This past weekend, I was unable to run the Beach to Beacon due to the slight problem of having just broken my foot.
Fortunately for me, that meant that I was able to volunteer and see the race from a different perspective.
I decided to volunteer with the folks from Atayne at the finish line for 3 reasons:
- I like Atayne’s environmental philosophy and thought it would be good to help them out.
- My 11 year-old niece was already signed up to help out at the finish line and this allowed me to spend more time with her (and coincidentally simplified our pre-race travel arrangements.)
- I had a broken foot and if I was able to run with the trash runners behind the race I probably would have just competed in the actual race!
Surprisingly, the morning started out pretty well, with my niece and both nephews not needing too much coaxing to wake up and get moving. We were out the door around the time I wanted to be leaving and arrived in plenty of time at Fort Williams Park, where I hobbled around on my crutch with Morgan.
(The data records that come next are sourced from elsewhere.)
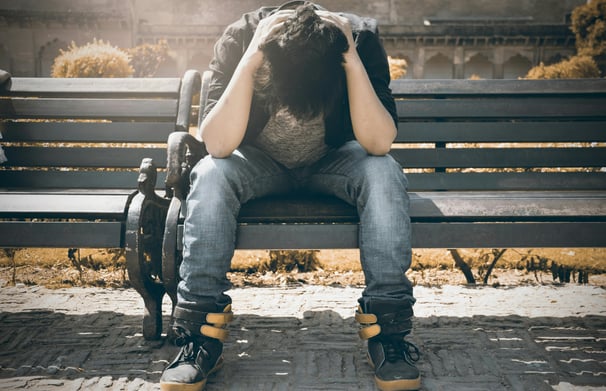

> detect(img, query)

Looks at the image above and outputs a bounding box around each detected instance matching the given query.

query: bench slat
[390,79,606,99]
[407,172,606,191]
[0,170,166,189]
[0,122,175,143]
[0,77,181,97]
[0,221,124,248]
[238,191,606,224]
[396,121,606,143]
[4,147,166,168]
[396,97,606,121]
[0,191,134,219]
[0,98,177,121]
[236,222,606,250]
[391,148,606,168]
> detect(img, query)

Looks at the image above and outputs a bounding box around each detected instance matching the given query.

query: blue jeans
[178,141,414,306]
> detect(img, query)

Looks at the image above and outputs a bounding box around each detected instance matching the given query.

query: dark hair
[256,4,349,119]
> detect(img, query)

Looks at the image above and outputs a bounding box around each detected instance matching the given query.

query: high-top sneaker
[356,300,421,391]
[160,304,233,391]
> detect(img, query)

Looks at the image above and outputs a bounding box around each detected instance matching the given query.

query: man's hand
[241,10,293,69]
[317,11,396,155]
[316,11,360,66]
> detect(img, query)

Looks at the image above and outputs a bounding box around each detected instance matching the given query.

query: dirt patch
[0,249,606,288]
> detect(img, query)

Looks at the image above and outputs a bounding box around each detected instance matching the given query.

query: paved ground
[0,284,606,391]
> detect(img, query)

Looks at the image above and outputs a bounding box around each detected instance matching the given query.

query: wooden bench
[0,71,200,340]
[132,73,606,340]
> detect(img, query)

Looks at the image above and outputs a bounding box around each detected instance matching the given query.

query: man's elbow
[205,143,234,159]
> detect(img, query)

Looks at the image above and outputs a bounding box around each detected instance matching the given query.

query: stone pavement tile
[0,285,606,391]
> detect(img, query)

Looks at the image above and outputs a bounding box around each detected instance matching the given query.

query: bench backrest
[0,71,200,193]
[391,79,606,191]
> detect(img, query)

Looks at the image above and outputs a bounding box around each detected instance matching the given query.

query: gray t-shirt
[254,109,330,169]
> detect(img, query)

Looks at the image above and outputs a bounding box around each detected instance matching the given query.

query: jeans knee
[360,155,408,192]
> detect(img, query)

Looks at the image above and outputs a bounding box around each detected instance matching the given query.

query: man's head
[257,5,349,119]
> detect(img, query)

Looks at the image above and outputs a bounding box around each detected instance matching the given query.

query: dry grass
[0,248,606,288]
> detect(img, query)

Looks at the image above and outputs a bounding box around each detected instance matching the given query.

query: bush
[570,0,606,57]
[51,39,133,77]
[525,56,600,79]
[126,40,168,77]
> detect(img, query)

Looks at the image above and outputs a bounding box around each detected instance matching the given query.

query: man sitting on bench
[160,1,420,390]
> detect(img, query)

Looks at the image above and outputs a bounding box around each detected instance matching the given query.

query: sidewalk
[0,284,606,391]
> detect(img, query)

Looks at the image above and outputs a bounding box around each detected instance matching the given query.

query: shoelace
[383,338,421,365]
[175,330,210,362]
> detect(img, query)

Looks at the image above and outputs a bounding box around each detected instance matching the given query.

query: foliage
[387,56,408,80]
[259,250,320,272]
[126,40,168,77]
[570,0,606,57]
[51,39,133,77]
[525,56,600,79]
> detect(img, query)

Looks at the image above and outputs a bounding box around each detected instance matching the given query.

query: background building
[0,0,586,79]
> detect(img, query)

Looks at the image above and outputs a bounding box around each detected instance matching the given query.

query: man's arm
[318,11,397,155]
[200,12,290,158]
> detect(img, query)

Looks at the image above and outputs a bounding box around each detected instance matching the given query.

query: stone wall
[0,0,585,78]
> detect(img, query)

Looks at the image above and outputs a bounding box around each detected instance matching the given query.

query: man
[160,1,420,390]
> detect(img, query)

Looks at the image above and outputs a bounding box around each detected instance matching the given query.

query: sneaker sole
[375,376,421,391]
[160,357,224,391]
[366,354,421,391]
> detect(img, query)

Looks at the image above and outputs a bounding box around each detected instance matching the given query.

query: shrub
[51,39,133,77]
[525,56,600,79]
[126,40,168,77]
[570,0,606,57]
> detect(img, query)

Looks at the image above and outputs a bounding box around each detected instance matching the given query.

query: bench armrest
[175,69,202,132]
[166,132,207,200]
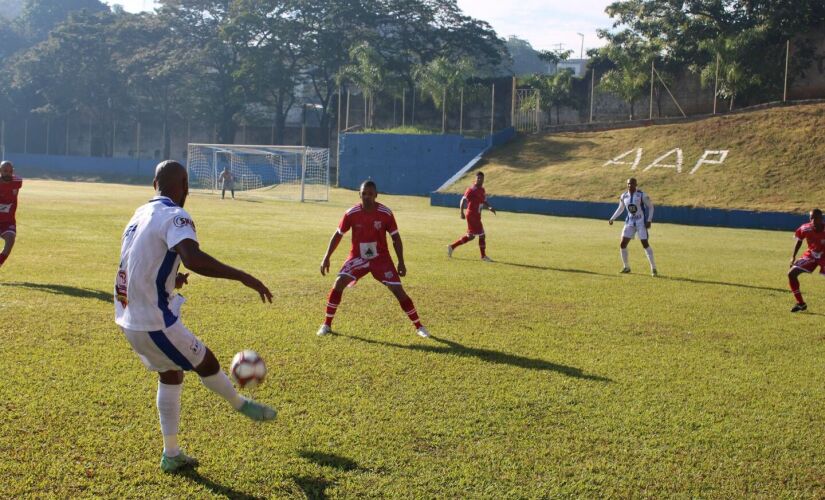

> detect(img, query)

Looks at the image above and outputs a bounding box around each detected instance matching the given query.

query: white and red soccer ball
[229,349,266,389]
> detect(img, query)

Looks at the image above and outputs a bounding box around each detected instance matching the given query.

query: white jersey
[610,190,653,226]
[115,196,198,332]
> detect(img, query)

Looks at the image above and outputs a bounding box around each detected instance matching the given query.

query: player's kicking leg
[0,230,16,267]
[788,266,809,312]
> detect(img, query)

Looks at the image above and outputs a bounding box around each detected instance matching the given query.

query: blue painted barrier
[430,193,808,231]
[338,129,515,195]
[6,153,158,181]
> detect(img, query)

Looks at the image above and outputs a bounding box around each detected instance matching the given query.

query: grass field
[0,181,825,498]
[448,104,825,212]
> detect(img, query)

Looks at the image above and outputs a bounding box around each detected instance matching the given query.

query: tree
[17,0,109,41]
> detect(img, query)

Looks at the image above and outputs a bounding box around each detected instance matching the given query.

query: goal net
[186,144,329,201]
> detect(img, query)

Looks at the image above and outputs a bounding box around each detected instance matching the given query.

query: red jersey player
[0,161,23,266]
[788,208,825,312]
[318,181,430,338]
[447,172,496,262]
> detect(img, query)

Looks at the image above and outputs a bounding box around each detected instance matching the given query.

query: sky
[108,0,612,58]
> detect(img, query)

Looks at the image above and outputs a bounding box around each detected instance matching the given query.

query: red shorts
[338,255,401,285]
[0,222,17,236]
[793,252,825,276]
[467,214,484,236]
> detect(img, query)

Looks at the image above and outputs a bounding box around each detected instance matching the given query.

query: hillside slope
[446,104,825,211]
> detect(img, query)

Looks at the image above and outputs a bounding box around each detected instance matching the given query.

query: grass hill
[446,104,825,211]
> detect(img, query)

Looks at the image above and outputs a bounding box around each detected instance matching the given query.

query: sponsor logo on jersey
[175,216,195,229]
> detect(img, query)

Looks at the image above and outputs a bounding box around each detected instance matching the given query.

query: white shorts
[120,321,206,372]
[622,221,647,240]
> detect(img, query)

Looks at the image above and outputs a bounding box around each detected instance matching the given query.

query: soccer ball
[229,349,266,389]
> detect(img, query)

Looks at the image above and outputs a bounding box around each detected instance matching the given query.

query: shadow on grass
[292,476,332,500]
[177,469,266,500]
[453,257,618,278]
[0,282,113,302]
[333,333,613,382]
[656,275,788,293]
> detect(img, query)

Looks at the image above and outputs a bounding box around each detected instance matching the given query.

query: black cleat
[791,302,808,312]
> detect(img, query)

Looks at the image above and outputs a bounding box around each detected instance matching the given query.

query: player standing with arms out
[218,167,235,200]
[447,172,496,262]
[0,161,23,267]
[607,177,659,276]
[788,208,825,312]
[114,161,275,472]
[317,181,430,338]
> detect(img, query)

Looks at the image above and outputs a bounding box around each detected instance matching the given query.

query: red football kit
[464,184,487,236]
[338,203,401,285]
[793,222,825,275]
[0,176,23,236]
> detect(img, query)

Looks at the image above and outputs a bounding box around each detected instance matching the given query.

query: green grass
[0,182,825,498]
[448,104,825,212]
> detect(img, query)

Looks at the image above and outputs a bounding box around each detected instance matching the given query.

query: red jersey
[338,203,398,260]
[794,222,825,259]
[464,184,487,216]
[0,175,23,224]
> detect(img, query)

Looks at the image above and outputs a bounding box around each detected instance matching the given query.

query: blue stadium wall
[338,128,515,196]
[5,153,158,182]
[430,193,808,231]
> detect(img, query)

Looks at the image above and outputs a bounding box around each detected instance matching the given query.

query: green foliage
[451,104,825,216]
[0,180,825,498]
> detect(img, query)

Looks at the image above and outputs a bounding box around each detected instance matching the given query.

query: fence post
[441,87,447,134]
[782,39,791,102]
[713,52,719,115]
[458,87,464,135]
[648,61,655,120]
[589,66,596,123]
[490,83,496,136]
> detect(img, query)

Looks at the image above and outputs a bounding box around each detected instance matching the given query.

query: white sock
[157,382,183,457]
[645,247,656,271]
[201,371,246,410]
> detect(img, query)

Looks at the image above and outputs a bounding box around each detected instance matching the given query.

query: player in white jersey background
[608,177,659,276]
[115,161,276,472]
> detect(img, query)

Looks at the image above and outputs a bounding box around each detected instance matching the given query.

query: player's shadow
[178,469,266,500]
[656,275,788,293]
[0,282,112,302]
[335,333,613,382]
[292,450,366,500]
[453,257,618,278]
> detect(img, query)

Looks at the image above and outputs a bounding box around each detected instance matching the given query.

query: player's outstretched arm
[321,231,344,276]
[392,233,407,276]
[174,239,272,302]
[607,198,624,226]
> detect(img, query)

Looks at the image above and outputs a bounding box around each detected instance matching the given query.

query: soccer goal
[186,144,329,201]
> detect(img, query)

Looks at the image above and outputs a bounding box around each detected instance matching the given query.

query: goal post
[186,144,330,201]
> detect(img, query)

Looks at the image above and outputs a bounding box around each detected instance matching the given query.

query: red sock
[450,234,471,248]
[398,297,421,328]
[788,276,805,304]
[324,288,343,327]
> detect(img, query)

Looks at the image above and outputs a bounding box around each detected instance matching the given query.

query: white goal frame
[186,143,330,202]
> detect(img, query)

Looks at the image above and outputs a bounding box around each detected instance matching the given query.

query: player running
[607,177,659,276]
[788,208,825,312]
[447,172,496,262]
[0,161,23,267]
[317,181,430,338]
[114,161,275,472]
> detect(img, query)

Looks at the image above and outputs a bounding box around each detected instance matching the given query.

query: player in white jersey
[115,161,276,472]
[607,177,659,276]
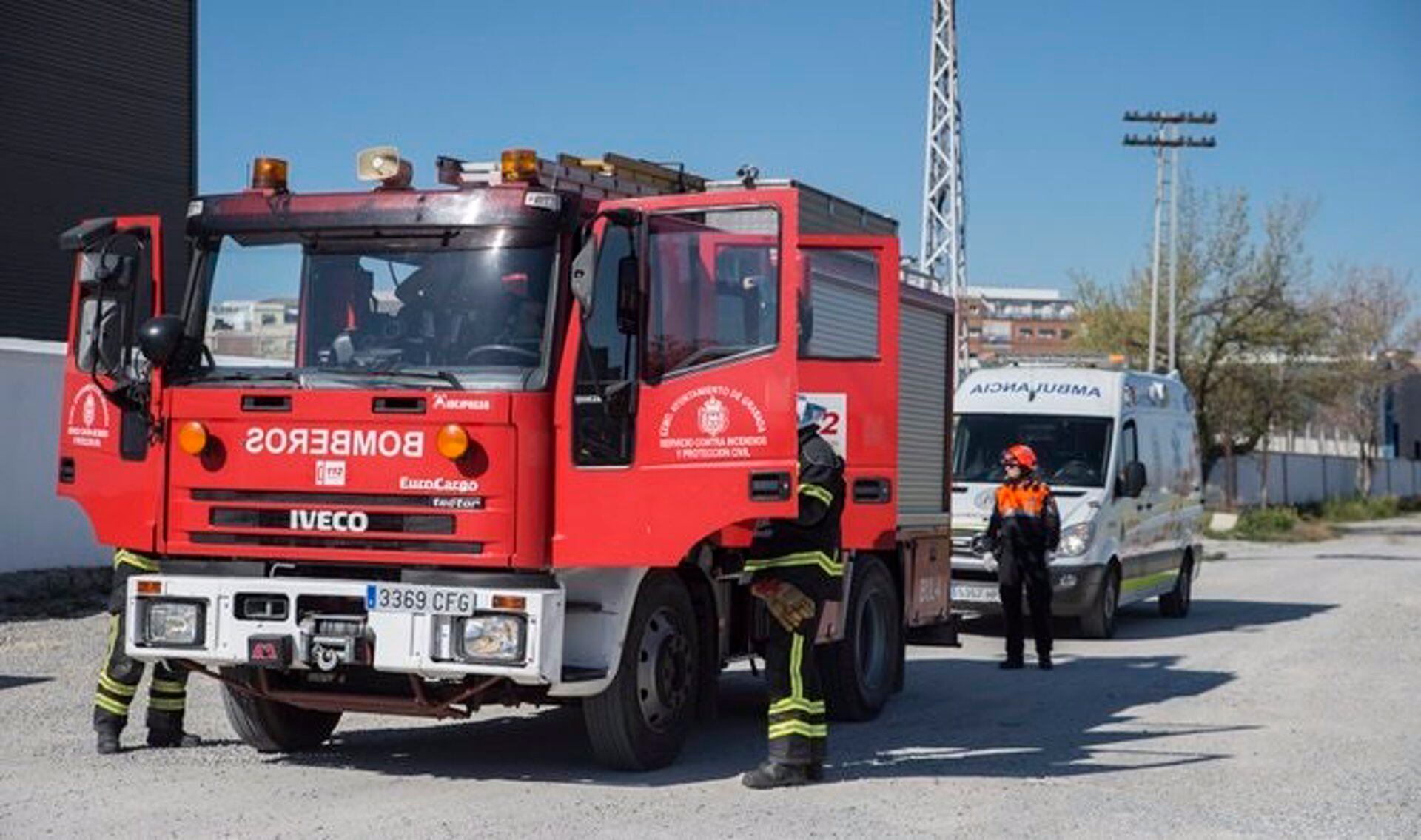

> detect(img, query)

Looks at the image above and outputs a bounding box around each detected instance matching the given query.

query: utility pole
[918,0,968,384]
[1124,111,1219,372]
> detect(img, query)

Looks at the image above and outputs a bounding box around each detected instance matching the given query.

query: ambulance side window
[1115,420,1154,491]
[573,224,638,466]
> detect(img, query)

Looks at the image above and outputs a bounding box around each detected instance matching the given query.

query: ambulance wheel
[582,571,699,770]
[819,554,904,721]
[1080,563,1120,638]
[222,668,341,752]
[1160,551,1194,618]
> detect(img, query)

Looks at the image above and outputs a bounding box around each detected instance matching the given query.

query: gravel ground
[0,519,1421,840]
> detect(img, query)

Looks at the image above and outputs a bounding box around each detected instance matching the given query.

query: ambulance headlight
[459,613,524,662]
[1056,522,1095,557]
[141,599,202,648]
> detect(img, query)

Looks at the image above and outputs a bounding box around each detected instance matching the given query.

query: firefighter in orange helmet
[984,443,1061,670]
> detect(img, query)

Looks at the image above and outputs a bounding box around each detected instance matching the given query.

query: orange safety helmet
[1002,443,1036,469]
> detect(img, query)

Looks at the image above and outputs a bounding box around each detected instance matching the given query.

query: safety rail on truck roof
[436,149,898,236]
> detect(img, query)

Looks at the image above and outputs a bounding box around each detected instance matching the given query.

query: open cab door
[553,189,800,565]
[58,216,164,551]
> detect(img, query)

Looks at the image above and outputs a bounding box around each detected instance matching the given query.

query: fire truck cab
[58,148,952,769]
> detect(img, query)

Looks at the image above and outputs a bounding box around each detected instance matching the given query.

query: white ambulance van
[952,366,1203,638]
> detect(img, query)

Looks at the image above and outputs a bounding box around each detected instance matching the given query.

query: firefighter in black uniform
[981,443,1061,671]
[740,409,844,789]
[94,548,201,755]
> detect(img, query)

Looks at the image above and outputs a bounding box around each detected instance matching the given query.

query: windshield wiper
[320,368,465,391]
[173,371,306,388]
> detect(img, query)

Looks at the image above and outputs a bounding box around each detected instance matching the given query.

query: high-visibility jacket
[986,477,1061,563]
[745,426,844,597]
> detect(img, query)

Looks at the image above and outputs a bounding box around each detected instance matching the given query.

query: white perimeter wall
[0,338,111,571]
[1208,454,1421,506]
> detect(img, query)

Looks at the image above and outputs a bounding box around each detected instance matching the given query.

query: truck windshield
[198,227,556,388]
[952,414,1112,488]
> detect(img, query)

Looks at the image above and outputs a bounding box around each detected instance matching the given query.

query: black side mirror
[570,238,597,318]
[1120,460,1146,499]
[617,255,641,335]
[797,290,814,357]
[602,380,636,420]
[138,315,184,368]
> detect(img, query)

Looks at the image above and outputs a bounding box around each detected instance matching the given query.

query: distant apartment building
[207,298,300,363]
[964,286,1080,364]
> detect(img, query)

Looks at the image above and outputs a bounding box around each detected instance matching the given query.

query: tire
[222,668,341,752]
[1160,551,1194,618]
[1080,564,1120,638]
[582,571,701,770]
[819,556,904,721]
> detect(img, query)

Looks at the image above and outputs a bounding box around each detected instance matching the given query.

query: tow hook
[301,614,369,671]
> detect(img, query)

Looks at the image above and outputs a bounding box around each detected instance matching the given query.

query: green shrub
[1234,506,1302,540]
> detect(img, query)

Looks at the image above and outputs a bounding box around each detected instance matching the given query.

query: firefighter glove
[750,580,814,633]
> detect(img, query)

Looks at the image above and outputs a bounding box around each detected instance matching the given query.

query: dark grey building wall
[0,0,198,340]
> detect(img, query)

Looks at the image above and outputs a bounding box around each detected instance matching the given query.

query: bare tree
[1317,264,1421,496]
[1075,188,1323,502]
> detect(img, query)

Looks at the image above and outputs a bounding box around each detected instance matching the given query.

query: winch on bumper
[125,574,565,685]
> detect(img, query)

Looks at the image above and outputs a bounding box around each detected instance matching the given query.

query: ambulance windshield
[199,227,556,388]
[952,414,1112,488]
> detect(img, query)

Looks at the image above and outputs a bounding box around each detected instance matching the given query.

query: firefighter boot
[94,721,124,755]
[740,762,823,790]
[148,710,202,749]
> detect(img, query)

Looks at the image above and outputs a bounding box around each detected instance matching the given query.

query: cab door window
[645,207,780,383]
[573,224,638,466]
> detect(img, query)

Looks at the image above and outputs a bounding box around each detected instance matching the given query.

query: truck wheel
[222,668,341,752]
[1160,553,1194,618]
[1080,565,1120,638]
[582,571,699,770]
[819,557,904,721]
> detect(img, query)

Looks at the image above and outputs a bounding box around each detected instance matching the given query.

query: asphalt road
[0,519,1421,840]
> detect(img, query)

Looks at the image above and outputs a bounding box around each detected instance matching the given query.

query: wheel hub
[636,608,692,732]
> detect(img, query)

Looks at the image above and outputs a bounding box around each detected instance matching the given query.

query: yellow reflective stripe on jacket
[790,633,804,699]
[770,696,824,715]
[114,548,158,571]
[770,721,828,739]
[94,693,128,718]
[98,671,138,696]
[745,551,844,577]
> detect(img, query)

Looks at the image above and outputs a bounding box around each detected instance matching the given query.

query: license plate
[952,582,1001,602]
[365,582,474,616]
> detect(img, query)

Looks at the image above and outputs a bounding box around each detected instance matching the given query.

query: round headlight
[435,423,469,460]
[178,420,207,455]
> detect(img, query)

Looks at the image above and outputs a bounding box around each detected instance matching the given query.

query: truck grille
[192,491,483,510]
[192,533,483,554]
[207,508,454,534]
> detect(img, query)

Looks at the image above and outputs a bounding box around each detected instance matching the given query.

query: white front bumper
[125,574,565,685]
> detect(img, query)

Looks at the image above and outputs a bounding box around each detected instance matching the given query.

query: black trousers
[999,557,1052,659]
[765,605,828,765]
[94,550,187,730]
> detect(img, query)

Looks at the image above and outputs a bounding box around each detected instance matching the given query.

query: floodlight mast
[1123,111,1219,372]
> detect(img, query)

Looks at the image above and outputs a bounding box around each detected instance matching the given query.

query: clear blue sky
[199,0,1421,297]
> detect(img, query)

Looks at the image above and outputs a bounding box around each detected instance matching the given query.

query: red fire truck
[58,147,952,769]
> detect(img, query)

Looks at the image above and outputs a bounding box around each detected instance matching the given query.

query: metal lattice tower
[918,0,968,371]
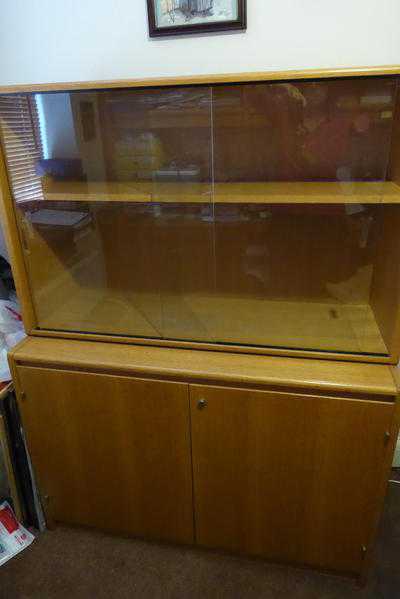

We met up with Becca Darr from Atayne, who filled us in on what we would be expected to do today:
Our job was to collect the D-Tags off of people’s shoes. The D-Tags were replacing the ChampionChips that have been used in the past. They are more accurate, easier to put on your shoe, and are disposable, which saves on the effort of having to collect them at the finish line.
Just because they were disposable, though, didn’t mean that they should be destined for a landfill. For most of the morning, I wasn’t sure exactly how they got recycled, but then I met Bruce Rayner from Athlete’s For a Fit Planet, who works with ChronoTrack to recycle the tags. Apparently, they incinerate them and then use the metal ash to create new chips:
Setting up to collect the chips was interesting, because we had no bins to collect them in and no set place to be.
We thought about collecting chips after folks had a chance to get some water, but we were kicked out of that spot in short order because the finish area wasn’t designed for us to collect chips there. Of course, it was designed almost exactly the same as it had been last year when chips were collected, except without the ropes to keep people from getting away with their chip, but we moved anyway.
Instead, my niece and I set up shop in the field with the food tents, about 20 feet away from the Maine Running Company and Atayne tents. Of course, I only saw a few people from the Reach the Beacon training program despite being near the tent, since I spent most of the morning down on my knee cutting the tags off of shoes.
We were supposed to have bins to collect the tags, but they never got provided to us so instead I was given a trash barrel. Unfortunately, that meant that I had to continually fish trash out of it because people thought that it was a trash barrel.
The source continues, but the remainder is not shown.